Manajemen PT
Pertamina (Persero) tengah menghadapi pekerjaan rumah yang tergolong sulit: menurunkan harga bahan bakar minyak (BBM) bersubsidi namun kerugian yang dideritanya tidak makin membengkak. Padahal, gara-gara harga BBM masih di bawah nilai keekonomiannya dan tak pernah dinaikkan lagi sejak akhir Maret 2015, Pertamina mengaku menderita kerugian sekitar Rp 15,2 triliun hingga akhir Agustus lalu.
Hulu masalah pekerjaan rumah perusahaan pelat merah ini adalah permintaan Presiden Joko Widodo. Saat membuka rapat terbatas bidang perekonomian tentang pemangkasan proses perizinan di Kantor Presiden, Jakarta, Kamis pekan lalu (1/10), Presiden meminta Kementerian Energi dan Sumber Daya Mineral (ESDM) dan Pertamina menghitung ulang harga BBM.

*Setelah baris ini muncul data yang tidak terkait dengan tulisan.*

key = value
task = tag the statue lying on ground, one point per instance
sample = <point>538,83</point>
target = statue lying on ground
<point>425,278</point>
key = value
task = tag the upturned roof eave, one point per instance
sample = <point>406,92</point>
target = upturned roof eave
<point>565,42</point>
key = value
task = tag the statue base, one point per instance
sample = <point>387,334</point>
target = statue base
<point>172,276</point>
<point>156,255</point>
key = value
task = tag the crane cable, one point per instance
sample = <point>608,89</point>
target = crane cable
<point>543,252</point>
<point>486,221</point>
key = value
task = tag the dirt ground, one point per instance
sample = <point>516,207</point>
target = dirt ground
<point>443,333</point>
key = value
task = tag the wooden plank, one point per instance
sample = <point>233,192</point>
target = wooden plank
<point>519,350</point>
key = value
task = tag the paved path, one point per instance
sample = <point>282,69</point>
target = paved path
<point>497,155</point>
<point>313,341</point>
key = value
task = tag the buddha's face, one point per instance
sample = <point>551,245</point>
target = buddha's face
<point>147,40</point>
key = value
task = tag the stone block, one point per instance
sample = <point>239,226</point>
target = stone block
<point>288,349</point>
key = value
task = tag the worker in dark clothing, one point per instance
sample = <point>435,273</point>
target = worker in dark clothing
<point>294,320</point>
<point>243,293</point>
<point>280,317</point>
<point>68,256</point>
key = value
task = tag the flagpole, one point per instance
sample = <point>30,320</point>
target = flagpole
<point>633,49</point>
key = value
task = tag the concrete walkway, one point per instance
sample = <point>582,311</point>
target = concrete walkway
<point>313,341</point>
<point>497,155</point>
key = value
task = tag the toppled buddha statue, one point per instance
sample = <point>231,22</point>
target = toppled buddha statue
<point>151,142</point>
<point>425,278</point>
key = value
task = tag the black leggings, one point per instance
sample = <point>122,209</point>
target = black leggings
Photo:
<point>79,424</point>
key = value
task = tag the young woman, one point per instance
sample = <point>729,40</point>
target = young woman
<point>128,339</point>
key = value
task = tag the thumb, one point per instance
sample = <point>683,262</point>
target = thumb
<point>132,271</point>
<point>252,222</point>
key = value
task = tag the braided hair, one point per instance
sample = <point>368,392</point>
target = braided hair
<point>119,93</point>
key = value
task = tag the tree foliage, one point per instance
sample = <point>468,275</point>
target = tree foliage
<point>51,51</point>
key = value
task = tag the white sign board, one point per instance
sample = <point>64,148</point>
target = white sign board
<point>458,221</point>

Padahal, satu hari sebelumnya, Kementerian ESDM telah menetapkan harga BBM untuk Oktober 2015 tidak berubah dari bulan sebelumnya. Harga BBM jenis Premium untuk wilayah Jawa, Madura dan Bali (Jamali) Rp 7.400 per liter dan luar Jamali Rp 7.300 per liter. Sementara harga Solar Rp 6.900 per liter. Selain itu, Kementerian ESDM memutuskan periodisasi penetapan harga BBM menjadi triwulanan. Artinya, harga BBM baru akan ditinjau ulang pada awal Januari 2016.
Namun, Jokowi meminta Kementerian ESDM dan Pertamina mengkaji lagi kemungkinan penurunan harga BBM, khususnya harga Premium. Ia memahami, Pertamina saat ini masih menjual harga Premium di bawah harga keekonomian. Namun, keadaan negara saat ini sangat membutuhkan penurunan harga Premium (meski sedikit) untuk menggerakkan roda perekonomian yang melambat.
“Saya tahu, kemarin sudah dilapori bahwa harganya masih minus dua persen (dari harga keekonomian), tapi mungkin masih bisa diturunkan,” kata Jokowi seperti dikutip dari situs resmi Sekretariat Kabinet.